All you need to do is subtract the number of CPU instructions (ticount) of the Start marker from the End marker. That gives you the number of CPU instructions required to render your component in the browser. A single number you can use as a signal whether this diff is a regression.

The Devil’s in the details

All we measured was initial rendering of the single example component. Nothing else. It’s imperative to measure the least amount of work you can, in order to reduce noise. The devil is in the details. Measure the smallest thing. Then exclude things that are out of your control, like Garbage collection for example. Your component doesn’t control garbage collection, so if it so happens that the browser decides to collect garbage while rendering the component, the CPU cycles taken by GC should be subtracted.

The name of the Garbage collection block (event is the proper term) is V8.GCScavenger and its tidelta should be subtracted from the instruction count. There’s a document describing the trace events, however it’s outdated and does not (update: it does!) include the two events we need:

  • tidelta – number of instructions of this event and
  • ticount – number of instructions at the start of this event

You have to be really careful about what you’re measuring. Browsers are smart. They start optimizing code they run more then once. In this graph you see how the number of CPU instructions required to render a random component sharply decreased as you render it more than once. So think about that.

Another detail: if the component does any sort of async work like a setTimeout() or a fetch(), this work is not counted. This could be good. Or not. Think about instrumenting any async work separately.

Strong signal

And if you carefully think about what you measure, you can get a really stable signal about any change. I kind of like the flatness of these lines here.

The bottom one is running the Lab 10 times and rendering a simple <span> in React, nothing else. That’s between 2.15M to 2.2M CPU instructions. Then wrapping the <span> in a <p> takes us to about 2.3M instructions. This level of precision amazes me. Being able to tell the cost of just one more paragraph is powerful.

How are you going to present these precise results is a nice problem to have, because you can always be less precise.

Supporting info

Now that you have The One True Number To Rule Them All you can do other things using the same infra. With performance.mark() you can write more supporting information to trace.json and hint the developers what could be going on so that the number of CPU instructions is up. You can report on the number of DOM nodes, or the number of React commits (when React writes to the DOM) and so on. You can count the number of layouts (reflows). You can also take screenshots with Puppeteer and show the before/after UI. Sometimes it’s no wonder that the CPU instructions went up if you just added 10 buttons and 12 rich text editors to the UI.

Available today?

Can you use this functionality and build your Lab today?

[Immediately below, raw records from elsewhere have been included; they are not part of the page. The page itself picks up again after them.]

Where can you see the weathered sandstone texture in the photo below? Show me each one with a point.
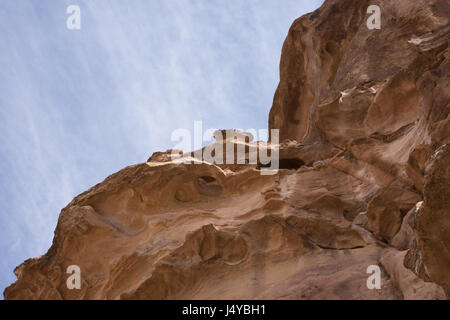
(364, 180)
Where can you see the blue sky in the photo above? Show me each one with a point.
(78, 105)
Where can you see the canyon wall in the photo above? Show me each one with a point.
(364, 181)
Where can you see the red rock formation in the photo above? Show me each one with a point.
(364, 180)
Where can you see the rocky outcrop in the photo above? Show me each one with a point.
(364, 181)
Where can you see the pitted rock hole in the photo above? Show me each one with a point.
(209, 186)
(289, 164)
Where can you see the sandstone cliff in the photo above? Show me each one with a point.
(364, 180)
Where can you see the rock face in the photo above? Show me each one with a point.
(364, 180)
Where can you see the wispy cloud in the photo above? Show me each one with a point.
(76, 106)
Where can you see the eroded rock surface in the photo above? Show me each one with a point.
(363, 180)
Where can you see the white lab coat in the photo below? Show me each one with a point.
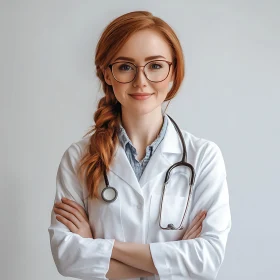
(134, 216)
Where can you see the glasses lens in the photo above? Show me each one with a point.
(124, 72)
(157, 71)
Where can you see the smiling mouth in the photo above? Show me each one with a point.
(141, 94)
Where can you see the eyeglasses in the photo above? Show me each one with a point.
(155, 71)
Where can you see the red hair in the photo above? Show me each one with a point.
(102, 144)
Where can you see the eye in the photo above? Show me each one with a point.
(125, 67)
(155, 66)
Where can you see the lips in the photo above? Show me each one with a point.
(141, 94)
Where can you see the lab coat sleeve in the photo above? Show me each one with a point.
(202, 257)
(75, 256)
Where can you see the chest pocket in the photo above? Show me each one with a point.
(173, 208)
(105, 218)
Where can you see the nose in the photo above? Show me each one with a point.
(140, 78)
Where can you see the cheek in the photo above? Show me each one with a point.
(162, 87)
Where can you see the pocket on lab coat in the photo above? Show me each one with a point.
(173, 208)
(110, 222)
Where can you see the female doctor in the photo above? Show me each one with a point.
(132, 196)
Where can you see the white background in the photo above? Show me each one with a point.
(230, 95)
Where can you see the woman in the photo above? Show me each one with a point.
(140, 64)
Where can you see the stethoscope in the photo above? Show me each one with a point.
(110, 194)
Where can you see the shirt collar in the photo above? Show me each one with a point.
(124, 139)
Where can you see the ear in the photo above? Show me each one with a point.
(107, 76)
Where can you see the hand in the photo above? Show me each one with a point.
(73, 215)
(195, 227)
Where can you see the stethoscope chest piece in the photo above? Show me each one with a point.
(109, 194)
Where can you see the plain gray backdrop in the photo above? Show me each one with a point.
(230, 95)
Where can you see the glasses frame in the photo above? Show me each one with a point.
(111, 66)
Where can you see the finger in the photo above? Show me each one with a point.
(75, 205)
(195, 221)
(198, 223)
(67, 223)
(69, 216)
(70, 209)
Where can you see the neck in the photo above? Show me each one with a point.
(142, 130)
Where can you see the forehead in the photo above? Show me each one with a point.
(143, 44)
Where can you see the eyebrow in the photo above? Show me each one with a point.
(146, 59)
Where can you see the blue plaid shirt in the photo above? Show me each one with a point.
(131, 152)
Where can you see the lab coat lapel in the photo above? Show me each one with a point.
(123, 169)
(160, 162)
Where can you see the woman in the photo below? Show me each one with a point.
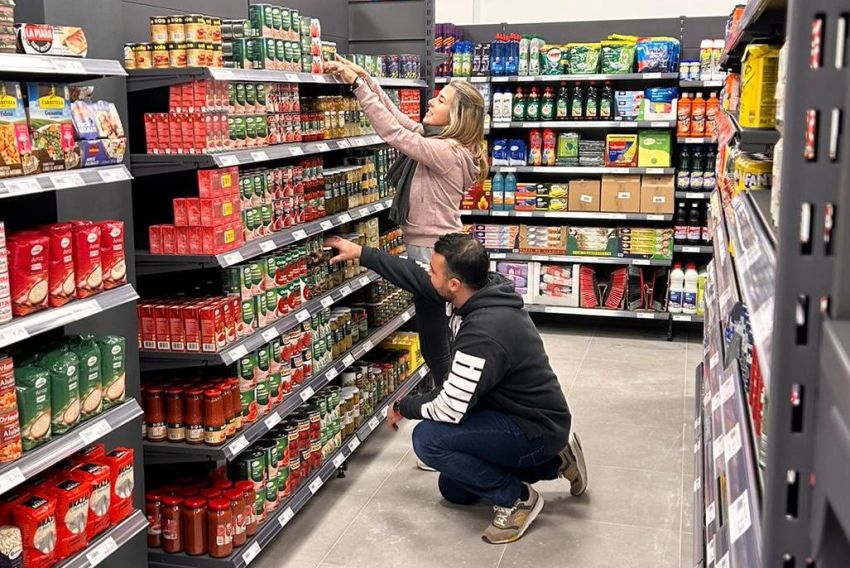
(441, 157)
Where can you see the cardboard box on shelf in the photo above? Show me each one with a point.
(620, 194)
(657, 194)
(584, 195)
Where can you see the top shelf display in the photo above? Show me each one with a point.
(62, 69)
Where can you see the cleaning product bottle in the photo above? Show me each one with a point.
(683, 116)
(577, 103)
(498, 188)
(698, 116)
(518, 112)
(532, 106)
(702, 280)
(677, 289)
(591, 102)
(689, 297)
(547, 106)
(562, 111)
(712, 107)
(606, 102)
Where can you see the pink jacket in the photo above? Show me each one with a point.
(445, 169)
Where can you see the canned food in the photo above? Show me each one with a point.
(176, 28)
(159, 30)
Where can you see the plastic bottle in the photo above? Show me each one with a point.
(606, 102)
(532, 106)
(683, 116)
(698, 116)
(562, 109)
(695, 224)
(547, 105)
(518, 112)
(677, 289)
(712, 107)
(498, 189)
(577, 103)
(689, 297)
(680, 229)
(591, 102)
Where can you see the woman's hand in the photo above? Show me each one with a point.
(340, 71)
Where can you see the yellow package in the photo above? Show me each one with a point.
(759, 73)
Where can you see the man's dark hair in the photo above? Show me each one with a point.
(466, 259)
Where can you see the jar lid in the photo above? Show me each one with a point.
(219, 504)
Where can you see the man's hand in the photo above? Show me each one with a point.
(346, 250)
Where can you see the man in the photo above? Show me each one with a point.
(499, 422)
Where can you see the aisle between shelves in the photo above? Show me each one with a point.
(275, 523)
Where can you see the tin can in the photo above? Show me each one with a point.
(176, 28)
(159, 30)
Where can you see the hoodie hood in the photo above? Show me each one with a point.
(499, 291)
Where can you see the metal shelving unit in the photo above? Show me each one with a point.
(276, 522)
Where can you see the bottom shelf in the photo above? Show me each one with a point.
(107, 543)
(272, 526)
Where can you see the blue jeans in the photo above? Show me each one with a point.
(486, 456)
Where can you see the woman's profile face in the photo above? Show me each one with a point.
(439, 108)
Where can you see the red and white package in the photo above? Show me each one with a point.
(28, 271)
(88, 268)
(61, 283)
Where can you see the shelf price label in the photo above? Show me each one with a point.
(251, 553)
(100, 552)
(284, 518)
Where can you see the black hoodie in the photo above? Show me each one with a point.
(498, 360)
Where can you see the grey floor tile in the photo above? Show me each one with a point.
(621, 496)
(389, 533)
(558, 541)
(650, 447)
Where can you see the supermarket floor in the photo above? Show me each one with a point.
(631, 393)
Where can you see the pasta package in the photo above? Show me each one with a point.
(16, 155)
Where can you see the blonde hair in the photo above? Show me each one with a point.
(466, 124)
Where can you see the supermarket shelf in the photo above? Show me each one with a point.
(586, 124)
(579, 170)
(158, 360)
(141, 80)
(693, 195)
(60, 69)
(295, 399)
(589, 215)
(21, 328)
(694, 249)
(148, 263)
(270, 528)
(152, 164)
(577, 259)
(41, 183)
(600, 312)
(702, 84)
(104, 545)
(35, 461)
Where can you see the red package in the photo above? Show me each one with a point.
(112, 254)
(88, 268)
(36, 517)
(72, 512)
(122, 480)
(28, 271)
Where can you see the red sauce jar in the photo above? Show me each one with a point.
(219, 528)
(194, 520)
(172, 534)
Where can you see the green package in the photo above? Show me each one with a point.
(32, 388)
(583, 57)
(113, 354)
(617, 57)
(63, 367)
(91, 383)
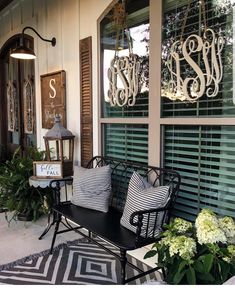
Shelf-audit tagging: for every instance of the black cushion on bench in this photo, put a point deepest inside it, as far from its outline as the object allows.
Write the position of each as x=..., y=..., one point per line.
x=107, y=225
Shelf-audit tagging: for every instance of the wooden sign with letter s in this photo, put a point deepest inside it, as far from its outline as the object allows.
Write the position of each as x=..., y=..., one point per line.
x=53, y=98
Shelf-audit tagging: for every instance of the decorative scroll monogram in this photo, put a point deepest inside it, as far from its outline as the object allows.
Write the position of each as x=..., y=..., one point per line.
x=205, y=70
x=124, y=80
x=12, y=107
x=28, y=107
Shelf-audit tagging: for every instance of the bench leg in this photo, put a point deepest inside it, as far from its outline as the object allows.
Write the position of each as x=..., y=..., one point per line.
x=55, y=232
x=123, y=261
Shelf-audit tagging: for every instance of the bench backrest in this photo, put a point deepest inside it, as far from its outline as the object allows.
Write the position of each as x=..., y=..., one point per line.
x=122, y=172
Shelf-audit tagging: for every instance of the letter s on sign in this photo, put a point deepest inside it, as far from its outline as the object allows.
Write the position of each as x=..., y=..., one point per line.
x=52, y=81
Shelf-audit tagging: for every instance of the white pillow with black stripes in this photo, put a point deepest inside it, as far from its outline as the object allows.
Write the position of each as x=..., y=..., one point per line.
x=142, y=195
x=92, y=188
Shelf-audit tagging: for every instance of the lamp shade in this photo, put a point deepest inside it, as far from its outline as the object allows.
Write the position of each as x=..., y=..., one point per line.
x=59, y=143
x=23, y=52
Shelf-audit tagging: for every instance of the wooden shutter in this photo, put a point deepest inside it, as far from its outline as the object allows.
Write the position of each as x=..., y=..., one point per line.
x=86, y=100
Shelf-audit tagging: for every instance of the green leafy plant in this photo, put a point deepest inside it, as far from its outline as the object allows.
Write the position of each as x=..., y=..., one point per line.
x=15, y=192
x=203, y=253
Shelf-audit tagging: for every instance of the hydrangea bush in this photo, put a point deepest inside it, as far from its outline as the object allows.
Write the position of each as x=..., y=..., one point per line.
x=203, y=253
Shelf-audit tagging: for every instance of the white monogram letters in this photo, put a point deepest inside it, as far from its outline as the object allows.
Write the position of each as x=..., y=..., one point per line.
x=200, y=60
x=124, y=80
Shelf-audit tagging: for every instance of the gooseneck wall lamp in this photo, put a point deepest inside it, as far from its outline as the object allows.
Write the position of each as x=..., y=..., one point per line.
x=24, y=52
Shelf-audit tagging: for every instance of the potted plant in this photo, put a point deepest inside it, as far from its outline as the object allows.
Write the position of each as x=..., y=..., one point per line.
x=15, y=192
x=203, y=253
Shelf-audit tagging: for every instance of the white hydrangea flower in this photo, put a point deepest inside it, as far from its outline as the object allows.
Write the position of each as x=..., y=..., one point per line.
x=181, y=225
x=228, y=226
x=231, y=250
x=206, y=214
x=184, y=246
x=208, y=232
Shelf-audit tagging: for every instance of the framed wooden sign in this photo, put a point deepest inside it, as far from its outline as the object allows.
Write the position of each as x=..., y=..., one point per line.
x=47, y=169
x=53, y=98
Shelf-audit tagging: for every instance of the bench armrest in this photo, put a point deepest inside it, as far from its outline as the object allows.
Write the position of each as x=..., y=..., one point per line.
x=136, y=219
x=56, y=185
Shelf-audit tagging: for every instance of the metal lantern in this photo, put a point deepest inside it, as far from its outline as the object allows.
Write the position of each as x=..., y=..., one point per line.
x=59, y=143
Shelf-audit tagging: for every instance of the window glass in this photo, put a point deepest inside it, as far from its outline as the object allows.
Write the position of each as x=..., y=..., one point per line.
x=182, y=18
x=114, y=41
x=126, y=142
x=205, y=158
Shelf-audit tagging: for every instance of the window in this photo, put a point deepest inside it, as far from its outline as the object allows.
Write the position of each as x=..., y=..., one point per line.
x=198, y=138
x=125, y=128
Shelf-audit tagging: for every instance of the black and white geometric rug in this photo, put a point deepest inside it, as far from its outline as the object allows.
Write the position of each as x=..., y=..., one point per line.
x=77, y=262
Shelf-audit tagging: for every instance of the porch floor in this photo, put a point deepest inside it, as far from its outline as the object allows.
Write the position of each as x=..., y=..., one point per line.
x=20, y=239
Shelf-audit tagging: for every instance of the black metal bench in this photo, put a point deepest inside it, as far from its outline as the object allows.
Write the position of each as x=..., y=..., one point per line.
x=107, y=225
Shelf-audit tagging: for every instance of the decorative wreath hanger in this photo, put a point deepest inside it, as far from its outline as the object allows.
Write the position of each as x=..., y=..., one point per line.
x=205, y=77
x=124, y=71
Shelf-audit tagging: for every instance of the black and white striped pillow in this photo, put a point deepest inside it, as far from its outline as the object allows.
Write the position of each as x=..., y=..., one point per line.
x=92, y=188
x=142, y=195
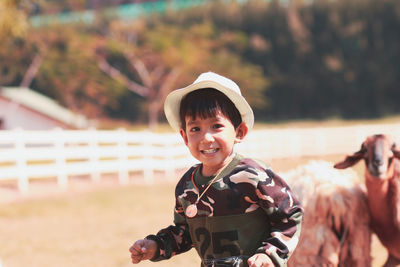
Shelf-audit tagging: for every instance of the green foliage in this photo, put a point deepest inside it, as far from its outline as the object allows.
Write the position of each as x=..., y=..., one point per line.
x=319, y=60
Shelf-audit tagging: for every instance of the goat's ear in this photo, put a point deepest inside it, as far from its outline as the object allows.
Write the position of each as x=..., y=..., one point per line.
x=396, y=152
x=351, y=159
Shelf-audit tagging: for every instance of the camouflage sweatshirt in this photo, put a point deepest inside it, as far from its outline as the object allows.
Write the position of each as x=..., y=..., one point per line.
x=247, y=210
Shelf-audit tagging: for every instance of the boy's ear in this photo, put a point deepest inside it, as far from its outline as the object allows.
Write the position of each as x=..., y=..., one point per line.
x=184, y=136
x=241, y=132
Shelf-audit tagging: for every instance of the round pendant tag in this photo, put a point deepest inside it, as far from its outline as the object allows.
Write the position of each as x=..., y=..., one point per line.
x=191, y=210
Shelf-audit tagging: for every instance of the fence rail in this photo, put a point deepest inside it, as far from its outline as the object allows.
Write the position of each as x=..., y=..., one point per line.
x=27, y=155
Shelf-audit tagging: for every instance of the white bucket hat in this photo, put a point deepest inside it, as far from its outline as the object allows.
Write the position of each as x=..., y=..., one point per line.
x=208, y=80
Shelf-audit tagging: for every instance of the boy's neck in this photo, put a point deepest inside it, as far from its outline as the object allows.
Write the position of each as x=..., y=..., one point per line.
x=232, y=161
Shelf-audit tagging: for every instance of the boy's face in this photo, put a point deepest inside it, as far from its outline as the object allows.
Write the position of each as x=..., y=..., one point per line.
x=211, y=140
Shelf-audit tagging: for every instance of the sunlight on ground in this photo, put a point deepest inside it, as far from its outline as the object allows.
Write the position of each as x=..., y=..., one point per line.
x=96, y=227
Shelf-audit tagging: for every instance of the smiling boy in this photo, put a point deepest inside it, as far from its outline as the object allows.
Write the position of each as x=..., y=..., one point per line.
x=233, y=210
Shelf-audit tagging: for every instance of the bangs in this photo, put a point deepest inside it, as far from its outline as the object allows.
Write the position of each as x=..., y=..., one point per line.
x=206, y=103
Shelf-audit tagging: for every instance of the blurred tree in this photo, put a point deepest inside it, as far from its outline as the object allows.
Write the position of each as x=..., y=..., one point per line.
x=153, y=58
x=69, y=72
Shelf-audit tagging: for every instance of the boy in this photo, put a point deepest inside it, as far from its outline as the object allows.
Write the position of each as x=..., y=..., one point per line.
x=230, y=208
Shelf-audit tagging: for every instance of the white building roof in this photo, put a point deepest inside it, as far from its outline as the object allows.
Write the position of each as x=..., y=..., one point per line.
x=44, y=105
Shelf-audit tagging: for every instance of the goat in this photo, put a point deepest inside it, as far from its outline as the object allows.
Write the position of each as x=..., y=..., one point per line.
x=335, y=229
x=382, y=179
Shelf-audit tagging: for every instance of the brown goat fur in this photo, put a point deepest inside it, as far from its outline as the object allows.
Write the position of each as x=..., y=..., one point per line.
x=382, y=180
x=335, y=229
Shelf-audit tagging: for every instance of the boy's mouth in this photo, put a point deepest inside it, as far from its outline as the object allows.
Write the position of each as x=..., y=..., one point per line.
x=209, y=151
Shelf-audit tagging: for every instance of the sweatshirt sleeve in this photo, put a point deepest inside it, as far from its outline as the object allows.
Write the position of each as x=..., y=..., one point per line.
x=285, y=214
x=174, y=239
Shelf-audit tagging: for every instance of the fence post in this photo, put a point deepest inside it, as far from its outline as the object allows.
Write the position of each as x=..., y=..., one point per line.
x=59, y=146
x=94, y=158
x=23, y=182
x=123, y=172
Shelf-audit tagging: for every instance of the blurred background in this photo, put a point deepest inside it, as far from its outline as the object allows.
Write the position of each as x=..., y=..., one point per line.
x=114, y=61
x=82, y=87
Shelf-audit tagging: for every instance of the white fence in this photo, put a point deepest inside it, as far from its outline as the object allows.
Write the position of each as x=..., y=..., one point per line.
x=26, y=155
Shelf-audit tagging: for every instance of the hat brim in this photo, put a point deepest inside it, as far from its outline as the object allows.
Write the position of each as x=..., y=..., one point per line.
x=173, y=102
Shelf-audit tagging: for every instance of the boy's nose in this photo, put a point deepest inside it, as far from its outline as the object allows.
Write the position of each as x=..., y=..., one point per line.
x=208, y=137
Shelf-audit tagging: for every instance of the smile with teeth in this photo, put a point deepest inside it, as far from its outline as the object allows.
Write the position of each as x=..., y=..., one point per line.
x=209, y=151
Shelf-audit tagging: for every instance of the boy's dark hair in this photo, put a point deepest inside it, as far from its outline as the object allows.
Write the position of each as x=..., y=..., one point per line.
x=206, y=103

Yup! You need a Chrome version 78 or above. You can tell by looking in the trace file for ticount or tidelta. Earlier versions don’t have these in the traces.

The instruction counts are not available on a Mac, unfortunately. And I have not tried Windows yet, so cannot say. Unix/Linux is your friend.

To make the instruction count work you also need these two flags --no-sandbox and --enable-thread-instruction-count.

await puppeteer.launch({
  args: [
    '--no-sandbox', 
    '--enable-thread-instruction-count',
  ]});

Thank you for reading and let’s count some instructions to keep a continuous eye the CPU utilization of our apps!